AL TANF, Iraq-Syria Border, October 30 (UNHCR) – The UN refugee agency has rushed assistance to hundreds of ... refugees stuck in camps on the Iraq-Syria border after heavy rain and flooding caused chaos and misery.
Rainstorms on Tuesday night left tents inundated with water and sewage, possessions soaked and electricity supplies cut at Al Tanf, a settlement housing almost 800 people in the narrow no man's land between Iraq and Syria. The small mosque was damaged by fire, but there were no human casualties
"This is the closest to hell I can imagine," said Mutassem Hayatla, a UNHCR field officer who stayed in the camp during the downpour. "With no electricity, the camp was full of the sound of crying, terrified children. We did our best, but it was a blessing when the night was over."

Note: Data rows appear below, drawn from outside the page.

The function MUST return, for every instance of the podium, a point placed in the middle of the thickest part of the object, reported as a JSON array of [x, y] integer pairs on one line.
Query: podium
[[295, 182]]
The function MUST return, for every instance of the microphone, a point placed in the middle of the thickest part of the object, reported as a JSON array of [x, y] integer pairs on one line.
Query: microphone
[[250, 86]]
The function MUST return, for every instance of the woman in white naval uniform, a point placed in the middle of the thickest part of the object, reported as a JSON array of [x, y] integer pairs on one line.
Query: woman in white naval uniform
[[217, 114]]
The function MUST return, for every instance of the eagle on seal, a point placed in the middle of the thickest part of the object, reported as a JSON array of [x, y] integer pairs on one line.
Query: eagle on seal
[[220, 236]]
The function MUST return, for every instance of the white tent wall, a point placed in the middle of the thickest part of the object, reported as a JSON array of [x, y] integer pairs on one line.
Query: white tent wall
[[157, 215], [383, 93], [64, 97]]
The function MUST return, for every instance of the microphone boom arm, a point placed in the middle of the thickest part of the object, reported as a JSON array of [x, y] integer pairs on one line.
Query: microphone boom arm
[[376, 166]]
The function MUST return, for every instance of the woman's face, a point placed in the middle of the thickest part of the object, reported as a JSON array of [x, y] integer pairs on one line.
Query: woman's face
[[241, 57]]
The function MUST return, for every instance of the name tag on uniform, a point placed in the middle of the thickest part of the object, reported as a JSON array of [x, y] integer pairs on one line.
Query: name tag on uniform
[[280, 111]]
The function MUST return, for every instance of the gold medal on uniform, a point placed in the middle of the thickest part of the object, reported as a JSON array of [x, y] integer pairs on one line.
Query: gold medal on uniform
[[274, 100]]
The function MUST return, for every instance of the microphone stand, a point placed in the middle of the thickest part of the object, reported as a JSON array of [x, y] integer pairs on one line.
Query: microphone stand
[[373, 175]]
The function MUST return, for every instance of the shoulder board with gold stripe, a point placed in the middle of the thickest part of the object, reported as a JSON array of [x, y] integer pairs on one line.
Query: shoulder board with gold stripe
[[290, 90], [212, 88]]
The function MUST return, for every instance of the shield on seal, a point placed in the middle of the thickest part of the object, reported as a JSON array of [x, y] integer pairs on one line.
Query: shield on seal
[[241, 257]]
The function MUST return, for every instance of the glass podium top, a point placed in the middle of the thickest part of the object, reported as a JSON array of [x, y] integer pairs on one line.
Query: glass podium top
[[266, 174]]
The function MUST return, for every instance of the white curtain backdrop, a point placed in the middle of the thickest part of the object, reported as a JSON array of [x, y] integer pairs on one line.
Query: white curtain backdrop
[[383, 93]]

Nine-year-old Aya said she was terrified. "The lights were all off, there was water everywhere. My mother was crying. She is pregnant and the baby will come soon. Please get us out before my brother is born. I am scared he will die if we have to live here after she delivers."
The situation was even worse in Al Waleed, a nearby camp hosting more than 1,400 refugees just inside Iraq, where more than 100 families were left homeless after their tents were destroyed in the storm. UNHCR was rushing supplies on Wednesday to both sites, but it was taking longer to get to Al Waleed due to security considerations.
Some of the refugees have lived at Al Tanf for three years, barred from entering any of the countries neighbouring Iraq. "We cannot go forwards, nor back. We have a road on one side that threatens our children's lives daily, a high wall on the other; in front and behind we have two impenetrable borders," explained Abu Ziyad, a member of the Al Tanf refugee committee.
"Our only hope is resettlement. For the sake of our children, our wives, our elderly, we beg you, please get us out of here," he pleaded.
Because, even though they had been in Iraq for decades, they are considered "Palestinians."
And Arab countries will do anything possible to avoid resettling Palestinian Arabs in their countries. The reason they say is because it would fracture Palestinian unity, but the real reason is because they would rather use them as cannon fodder in the fight against Israel's existence than to treat them as if they have any human rights.
Some countries have taken in some of these Iraqis of Palestinian descent: Iceland, Brazil, Chile, Canada. But save for a PR-based offer from the Sudan, no Arab country has offered to let them in, even as refugees.
Syria has (very reluctantly) taken in 1.2 million Iraqi refugees, but they refuse to allow these 2300 to come in.
Because their great-grandparents lived in Palestine.
The brotherhood of the Arab peoples is something to behold.